The Richmond Register

July 12, 2013

Board adopts policy to change compulsory attendance age to 18

External booster programs must now buy liability insurance

By Crystal Wylie
Register News Writer

MADISON COUNTY — The Madison County School Board voted 5-0 on Thursday to adopt a policy that would change the compulsory high school attendance age from 16 to 18 effective in the 2015-16 school year.

The board did not have a chance to fully discuss the policy prior to Thursday’s meeting and had pulled it from a motion that would adopt all of the annual board policy updates.

Board member Becky Coyle asked to hold off on adopting the policy so the board could gauge community sentiment on the decision.

Later in the meeting, however, board chair Mona Isaacs remembered that the deadline for a $10,000 dropout prevention grant was Monday, and that the board would have to vote on the policy that night to qualify. She called for a vote, and the policy was adopted after a short discussion.

Following passage of Senate Bill 97 this year, the Kentucky Board of Education asked local districts to raise the compulsory attendance age and offered a monetary incentive.

According to a provision of the law, after 55 percent of districts have adopted the policy (96 out of 173), the remaining districts will have to sign on within four years. So in April, the KDE offered a $10,000 grant for drop-out prevention to the first 55 school districts that adopted the policy. It later changed the number of grants to 96 during its “Blitz to 96” campaign.

Board member John Lackey said he was “prepared to go either way” on adopting the policy, but would be “happy to pick up $10,000” if the grants were still available.

He said many people he has talked to oppose the compulsory age increase because “if they (students) don’t want to learn, let them go.” People also are worried about the cost of keeping students in school and making special accommodations for them, Lackey said.

Interim superintendent Randy Neeley said the biggest concern with keeping children in school who do not want to be there is the cost, but with the district having fewer than five dropouts last year, that would not be a problem.

Lackey agreed that as long as the number of dropouts remains low, the board could fund special provisions for those students.

In 2011-12, the district had only six dropouts, down from 51 the year before. However, the number of dropouts had numbered in the 80s during previous years.

June 25 was the first day local boards could adopt the new standard, and 58 districts voted to implement the policy within the first 48 hours; 75 districts adopted the policy in the first week, according to a July 10 press release from Gov. Steve Beshear’s office.  

In that release, Education Commissioner Terry Holliday said there were no more planning grants available from the KDE, but he encouraged all districts to pass the policy this year.

But, through conversations with Gov.

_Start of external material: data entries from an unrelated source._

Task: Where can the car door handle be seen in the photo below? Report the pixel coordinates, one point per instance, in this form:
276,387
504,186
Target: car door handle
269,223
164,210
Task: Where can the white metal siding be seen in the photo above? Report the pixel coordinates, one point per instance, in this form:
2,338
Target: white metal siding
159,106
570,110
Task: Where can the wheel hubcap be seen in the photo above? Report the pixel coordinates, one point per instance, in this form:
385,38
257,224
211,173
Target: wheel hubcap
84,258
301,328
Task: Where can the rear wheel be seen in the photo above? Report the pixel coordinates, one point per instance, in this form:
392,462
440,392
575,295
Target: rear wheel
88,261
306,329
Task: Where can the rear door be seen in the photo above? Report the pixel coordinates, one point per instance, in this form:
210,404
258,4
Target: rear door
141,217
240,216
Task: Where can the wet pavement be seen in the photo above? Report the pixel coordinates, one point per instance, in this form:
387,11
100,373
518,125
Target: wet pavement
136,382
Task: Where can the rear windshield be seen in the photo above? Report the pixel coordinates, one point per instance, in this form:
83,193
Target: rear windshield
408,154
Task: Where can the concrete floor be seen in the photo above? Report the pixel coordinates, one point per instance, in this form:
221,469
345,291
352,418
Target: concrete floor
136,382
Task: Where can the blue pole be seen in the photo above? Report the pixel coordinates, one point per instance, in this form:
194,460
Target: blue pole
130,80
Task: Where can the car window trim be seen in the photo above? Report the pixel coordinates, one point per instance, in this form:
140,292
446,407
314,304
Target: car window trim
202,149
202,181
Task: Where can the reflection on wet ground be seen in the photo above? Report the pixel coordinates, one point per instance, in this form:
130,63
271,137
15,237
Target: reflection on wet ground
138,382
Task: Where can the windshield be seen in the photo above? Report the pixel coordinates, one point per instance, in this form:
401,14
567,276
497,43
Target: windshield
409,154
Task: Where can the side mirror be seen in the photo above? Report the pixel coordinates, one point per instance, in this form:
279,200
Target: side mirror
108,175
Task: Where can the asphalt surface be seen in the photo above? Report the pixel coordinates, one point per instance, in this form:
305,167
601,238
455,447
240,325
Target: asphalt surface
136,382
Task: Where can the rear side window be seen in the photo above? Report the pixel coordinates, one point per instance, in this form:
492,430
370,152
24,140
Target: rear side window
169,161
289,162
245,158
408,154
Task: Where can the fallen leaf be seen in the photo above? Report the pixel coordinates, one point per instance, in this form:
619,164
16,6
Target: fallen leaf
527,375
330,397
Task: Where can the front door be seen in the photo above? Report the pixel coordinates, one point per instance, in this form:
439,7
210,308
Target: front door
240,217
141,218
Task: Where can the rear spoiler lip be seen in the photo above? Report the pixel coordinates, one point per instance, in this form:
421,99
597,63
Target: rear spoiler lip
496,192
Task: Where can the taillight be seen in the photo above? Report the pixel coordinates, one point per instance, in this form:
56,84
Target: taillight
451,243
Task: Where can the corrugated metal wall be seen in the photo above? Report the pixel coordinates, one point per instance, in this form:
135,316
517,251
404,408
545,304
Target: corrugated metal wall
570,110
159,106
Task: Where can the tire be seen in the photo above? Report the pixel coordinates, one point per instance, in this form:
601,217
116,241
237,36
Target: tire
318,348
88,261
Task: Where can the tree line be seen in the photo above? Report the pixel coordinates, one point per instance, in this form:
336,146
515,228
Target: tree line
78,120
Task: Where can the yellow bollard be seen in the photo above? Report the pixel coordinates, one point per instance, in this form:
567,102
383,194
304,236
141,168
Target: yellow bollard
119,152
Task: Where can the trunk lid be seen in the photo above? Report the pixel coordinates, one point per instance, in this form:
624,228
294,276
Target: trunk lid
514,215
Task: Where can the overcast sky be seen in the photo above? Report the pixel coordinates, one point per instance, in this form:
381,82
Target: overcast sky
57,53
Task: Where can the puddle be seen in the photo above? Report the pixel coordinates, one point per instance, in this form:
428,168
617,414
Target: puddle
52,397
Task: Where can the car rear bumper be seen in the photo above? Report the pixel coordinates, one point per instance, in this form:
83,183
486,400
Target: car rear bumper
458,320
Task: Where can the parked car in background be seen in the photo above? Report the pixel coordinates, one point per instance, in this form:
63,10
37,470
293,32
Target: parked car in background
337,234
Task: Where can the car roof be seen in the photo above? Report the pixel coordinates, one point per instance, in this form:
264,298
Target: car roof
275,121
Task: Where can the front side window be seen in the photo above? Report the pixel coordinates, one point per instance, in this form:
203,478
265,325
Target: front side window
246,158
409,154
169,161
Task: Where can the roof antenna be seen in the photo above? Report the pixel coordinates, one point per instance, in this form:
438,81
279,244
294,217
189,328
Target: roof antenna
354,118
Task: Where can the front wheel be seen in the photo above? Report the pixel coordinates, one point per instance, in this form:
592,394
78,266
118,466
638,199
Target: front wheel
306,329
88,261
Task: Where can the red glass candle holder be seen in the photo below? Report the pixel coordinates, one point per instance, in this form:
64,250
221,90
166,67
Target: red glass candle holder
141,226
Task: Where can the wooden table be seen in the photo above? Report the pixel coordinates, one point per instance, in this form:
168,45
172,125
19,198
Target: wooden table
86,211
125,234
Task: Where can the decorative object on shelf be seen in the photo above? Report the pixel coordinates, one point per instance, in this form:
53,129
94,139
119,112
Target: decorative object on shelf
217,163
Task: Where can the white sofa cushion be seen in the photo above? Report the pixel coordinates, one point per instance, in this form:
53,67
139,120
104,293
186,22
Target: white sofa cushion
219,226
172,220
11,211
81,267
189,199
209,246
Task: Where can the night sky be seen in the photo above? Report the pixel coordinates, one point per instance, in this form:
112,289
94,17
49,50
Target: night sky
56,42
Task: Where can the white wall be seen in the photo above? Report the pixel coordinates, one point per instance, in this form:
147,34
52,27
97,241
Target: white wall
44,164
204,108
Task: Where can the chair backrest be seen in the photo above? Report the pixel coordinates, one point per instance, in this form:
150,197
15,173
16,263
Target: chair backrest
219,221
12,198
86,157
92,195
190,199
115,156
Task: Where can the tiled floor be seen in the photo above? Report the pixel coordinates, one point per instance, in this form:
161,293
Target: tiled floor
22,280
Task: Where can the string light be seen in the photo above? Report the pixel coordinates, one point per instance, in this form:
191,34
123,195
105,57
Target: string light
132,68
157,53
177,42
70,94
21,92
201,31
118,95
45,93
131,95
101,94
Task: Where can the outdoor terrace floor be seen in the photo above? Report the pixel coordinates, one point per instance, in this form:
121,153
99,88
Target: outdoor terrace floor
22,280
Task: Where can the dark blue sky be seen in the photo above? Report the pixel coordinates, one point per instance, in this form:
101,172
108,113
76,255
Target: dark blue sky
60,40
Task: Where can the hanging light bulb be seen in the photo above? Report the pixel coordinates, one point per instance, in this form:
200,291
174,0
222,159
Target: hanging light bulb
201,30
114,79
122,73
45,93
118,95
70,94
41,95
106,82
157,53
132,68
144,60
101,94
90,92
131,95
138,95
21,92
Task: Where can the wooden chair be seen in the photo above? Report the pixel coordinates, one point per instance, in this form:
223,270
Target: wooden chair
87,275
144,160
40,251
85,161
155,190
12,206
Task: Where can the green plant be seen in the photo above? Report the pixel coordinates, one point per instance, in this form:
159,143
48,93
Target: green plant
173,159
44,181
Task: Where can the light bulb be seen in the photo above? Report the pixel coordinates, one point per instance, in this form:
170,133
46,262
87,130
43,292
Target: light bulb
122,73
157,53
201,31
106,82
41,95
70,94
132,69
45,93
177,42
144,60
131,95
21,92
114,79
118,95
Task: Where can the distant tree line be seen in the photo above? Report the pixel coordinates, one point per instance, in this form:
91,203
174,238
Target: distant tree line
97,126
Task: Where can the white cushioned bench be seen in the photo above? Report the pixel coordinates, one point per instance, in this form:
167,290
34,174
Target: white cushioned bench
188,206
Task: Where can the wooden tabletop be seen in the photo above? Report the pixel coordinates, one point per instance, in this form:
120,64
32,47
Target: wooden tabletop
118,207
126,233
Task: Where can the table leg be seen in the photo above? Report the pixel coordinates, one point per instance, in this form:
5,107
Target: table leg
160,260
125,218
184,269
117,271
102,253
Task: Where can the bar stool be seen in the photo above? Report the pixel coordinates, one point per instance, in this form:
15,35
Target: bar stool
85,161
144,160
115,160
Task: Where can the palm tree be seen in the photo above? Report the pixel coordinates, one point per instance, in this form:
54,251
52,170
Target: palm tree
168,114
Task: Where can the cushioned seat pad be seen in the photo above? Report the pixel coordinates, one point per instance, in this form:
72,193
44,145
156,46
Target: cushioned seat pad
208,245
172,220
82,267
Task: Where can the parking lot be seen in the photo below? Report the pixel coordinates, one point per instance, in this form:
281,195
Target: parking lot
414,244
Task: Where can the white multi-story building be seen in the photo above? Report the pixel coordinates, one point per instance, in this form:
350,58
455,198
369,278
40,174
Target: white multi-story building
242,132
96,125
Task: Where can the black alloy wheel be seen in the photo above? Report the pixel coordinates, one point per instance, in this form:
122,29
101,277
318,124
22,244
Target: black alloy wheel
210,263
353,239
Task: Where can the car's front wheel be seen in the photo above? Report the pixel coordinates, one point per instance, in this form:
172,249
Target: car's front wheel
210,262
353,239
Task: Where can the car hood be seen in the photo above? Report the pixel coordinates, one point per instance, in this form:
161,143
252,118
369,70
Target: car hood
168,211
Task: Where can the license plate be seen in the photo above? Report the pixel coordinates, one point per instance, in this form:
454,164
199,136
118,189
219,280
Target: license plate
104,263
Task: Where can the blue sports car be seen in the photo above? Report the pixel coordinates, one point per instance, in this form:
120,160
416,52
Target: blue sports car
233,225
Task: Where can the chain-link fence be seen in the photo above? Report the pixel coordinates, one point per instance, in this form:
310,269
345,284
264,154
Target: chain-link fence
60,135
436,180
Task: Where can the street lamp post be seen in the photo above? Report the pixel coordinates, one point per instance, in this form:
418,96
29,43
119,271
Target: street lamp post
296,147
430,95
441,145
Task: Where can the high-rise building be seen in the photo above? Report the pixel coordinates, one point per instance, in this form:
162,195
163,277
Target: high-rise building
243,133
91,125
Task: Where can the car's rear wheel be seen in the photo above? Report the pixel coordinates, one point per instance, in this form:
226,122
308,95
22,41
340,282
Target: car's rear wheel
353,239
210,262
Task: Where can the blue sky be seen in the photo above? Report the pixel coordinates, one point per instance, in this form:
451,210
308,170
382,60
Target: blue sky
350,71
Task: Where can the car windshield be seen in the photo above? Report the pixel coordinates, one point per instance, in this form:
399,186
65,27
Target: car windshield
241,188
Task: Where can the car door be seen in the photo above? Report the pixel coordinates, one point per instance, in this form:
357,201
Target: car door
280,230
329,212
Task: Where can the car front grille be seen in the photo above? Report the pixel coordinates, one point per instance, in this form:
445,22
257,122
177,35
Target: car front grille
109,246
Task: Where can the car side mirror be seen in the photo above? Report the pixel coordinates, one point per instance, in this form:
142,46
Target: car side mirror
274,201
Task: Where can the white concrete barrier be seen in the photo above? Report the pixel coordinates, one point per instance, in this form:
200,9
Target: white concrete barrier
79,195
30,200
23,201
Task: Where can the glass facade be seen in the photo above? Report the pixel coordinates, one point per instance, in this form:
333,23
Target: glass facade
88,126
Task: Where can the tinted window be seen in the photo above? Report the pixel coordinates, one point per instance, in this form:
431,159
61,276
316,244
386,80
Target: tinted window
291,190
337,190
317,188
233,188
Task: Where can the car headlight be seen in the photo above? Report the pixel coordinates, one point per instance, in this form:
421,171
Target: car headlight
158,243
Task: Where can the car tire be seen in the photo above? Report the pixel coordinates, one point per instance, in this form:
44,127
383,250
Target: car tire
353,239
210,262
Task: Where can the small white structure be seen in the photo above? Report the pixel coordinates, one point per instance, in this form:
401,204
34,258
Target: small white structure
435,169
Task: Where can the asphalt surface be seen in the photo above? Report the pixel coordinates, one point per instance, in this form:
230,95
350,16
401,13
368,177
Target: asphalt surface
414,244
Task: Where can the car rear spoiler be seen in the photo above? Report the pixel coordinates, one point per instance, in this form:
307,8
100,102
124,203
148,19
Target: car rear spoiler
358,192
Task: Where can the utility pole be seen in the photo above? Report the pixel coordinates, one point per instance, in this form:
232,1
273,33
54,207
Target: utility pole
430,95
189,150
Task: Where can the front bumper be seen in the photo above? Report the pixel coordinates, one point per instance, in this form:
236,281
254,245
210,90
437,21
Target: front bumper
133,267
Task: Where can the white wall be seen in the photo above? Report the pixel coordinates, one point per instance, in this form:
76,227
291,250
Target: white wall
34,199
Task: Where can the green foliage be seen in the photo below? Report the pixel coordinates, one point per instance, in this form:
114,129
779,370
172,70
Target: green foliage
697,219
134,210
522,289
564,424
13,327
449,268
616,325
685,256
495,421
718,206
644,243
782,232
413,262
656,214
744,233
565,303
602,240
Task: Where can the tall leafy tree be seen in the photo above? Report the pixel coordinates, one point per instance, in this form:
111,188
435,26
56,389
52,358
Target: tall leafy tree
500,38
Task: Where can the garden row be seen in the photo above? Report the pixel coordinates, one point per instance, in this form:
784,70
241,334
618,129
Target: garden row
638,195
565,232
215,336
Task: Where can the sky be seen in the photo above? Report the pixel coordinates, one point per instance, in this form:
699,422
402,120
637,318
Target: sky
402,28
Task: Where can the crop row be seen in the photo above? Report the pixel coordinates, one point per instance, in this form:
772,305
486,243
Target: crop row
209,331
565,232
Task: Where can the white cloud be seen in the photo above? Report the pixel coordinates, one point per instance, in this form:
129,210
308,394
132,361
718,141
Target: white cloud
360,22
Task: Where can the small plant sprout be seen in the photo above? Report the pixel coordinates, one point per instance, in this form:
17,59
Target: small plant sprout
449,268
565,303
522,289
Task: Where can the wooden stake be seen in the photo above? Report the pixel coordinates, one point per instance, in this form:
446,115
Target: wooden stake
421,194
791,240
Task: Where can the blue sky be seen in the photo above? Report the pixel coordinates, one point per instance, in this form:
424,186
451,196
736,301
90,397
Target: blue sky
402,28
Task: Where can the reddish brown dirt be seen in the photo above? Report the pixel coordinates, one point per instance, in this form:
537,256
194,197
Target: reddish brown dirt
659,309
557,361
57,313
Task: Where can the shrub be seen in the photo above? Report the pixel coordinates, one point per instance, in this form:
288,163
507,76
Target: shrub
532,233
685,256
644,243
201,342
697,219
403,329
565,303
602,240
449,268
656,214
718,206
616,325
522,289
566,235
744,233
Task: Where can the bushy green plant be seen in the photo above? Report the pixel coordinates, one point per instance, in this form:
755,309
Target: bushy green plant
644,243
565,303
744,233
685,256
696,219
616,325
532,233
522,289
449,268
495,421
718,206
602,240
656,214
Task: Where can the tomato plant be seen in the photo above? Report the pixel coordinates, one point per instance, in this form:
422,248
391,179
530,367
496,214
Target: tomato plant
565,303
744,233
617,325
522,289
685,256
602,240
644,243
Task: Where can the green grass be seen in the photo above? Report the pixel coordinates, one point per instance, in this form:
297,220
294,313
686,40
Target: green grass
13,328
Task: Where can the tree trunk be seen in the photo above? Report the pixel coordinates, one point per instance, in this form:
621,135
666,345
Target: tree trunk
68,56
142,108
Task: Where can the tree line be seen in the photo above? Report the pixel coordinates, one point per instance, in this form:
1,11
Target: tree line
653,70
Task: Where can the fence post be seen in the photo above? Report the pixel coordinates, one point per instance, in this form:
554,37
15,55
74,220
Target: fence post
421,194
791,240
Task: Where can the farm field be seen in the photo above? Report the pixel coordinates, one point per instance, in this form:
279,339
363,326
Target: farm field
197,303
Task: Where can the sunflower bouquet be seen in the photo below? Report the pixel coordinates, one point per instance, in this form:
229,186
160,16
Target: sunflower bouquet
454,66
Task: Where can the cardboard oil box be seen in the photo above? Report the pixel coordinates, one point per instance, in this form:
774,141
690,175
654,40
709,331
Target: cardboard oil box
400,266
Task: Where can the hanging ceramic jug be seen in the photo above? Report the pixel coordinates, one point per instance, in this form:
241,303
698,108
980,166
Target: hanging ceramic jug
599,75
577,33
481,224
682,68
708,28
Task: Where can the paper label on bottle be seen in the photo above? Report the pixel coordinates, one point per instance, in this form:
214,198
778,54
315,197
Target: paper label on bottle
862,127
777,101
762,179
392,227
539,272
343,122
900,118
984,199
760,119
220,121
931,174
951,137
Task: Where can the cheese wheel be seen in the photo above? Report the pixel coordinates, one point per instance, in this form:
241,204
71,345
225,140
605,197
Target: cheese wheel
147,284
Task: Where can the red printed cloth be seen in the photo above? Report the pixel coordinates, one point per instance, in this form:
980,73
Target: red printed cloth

Beshear’s office, Neeley said he had the impression more funding would be made available to any district that passed the new policy by the July 15 deadline.

Other policy updates adopted include a state-mandated change to external booster programs that are not a part of school activity funds. Those programs must now procure liability insurance.

Chief financial officer Debbie Frazier said the advantage of being an external booster program is the flexibility with how their money is spent. Internal booster programs must have expenditures approved through the district.

Something as small as buying plates and cups for a fundraiser could be quite “cumbersome” if the funds were coming from an internal activity fund, Frazier said.

She said the new policy could deter external booster programs from continuing or it may push them into merging with internal programs. Internal boosters are covered under the district’s insurance as long as the board approves each expenditure and activity, she said.

The board also changed the wording of a policy that provided guidelines for determining a superintendent’s salary. Lackey said he preferred the use of “may” instead of “shall.”

Another state-mandated policy change affected the entrance age of preschool students.

Beginning in 2017, preschools must accept children “at risk of educational failure” who turn age 4 by Aug. 1, instead of the current policy of Oct. 1. As in the past, all other preschool positions are filled as they become available.

Food service supervisor Emily Agee announced the price of school lunch would increase by 10 cents for paying students to $2.25 and staff/adults to $3.25.

She said the price increase is a result of the Healthy, Hunger-Free Kids Act of 2010 that requires districts to gradually implement healthy food changes to school menus.

The goal is to eventually increase the price to a maximum of $2.59 (or $3.59) over the next few years, she said. If the board did not comply with the school lunch price change, the district would not receive reimbursement from the United States Department of Agriculture for school lunches.

The price of reduced breakfast and lunch remains the same, 30 cents and 40 cents respectively. Agee said this price has been the same in the 21 years she has worked for the district.

The district’s new human resources director Dustin Brumbaugh announced that there would be no changes to employees’ dental plans, only revisions that would ensure it would remain a tax-exempt fringe benefit.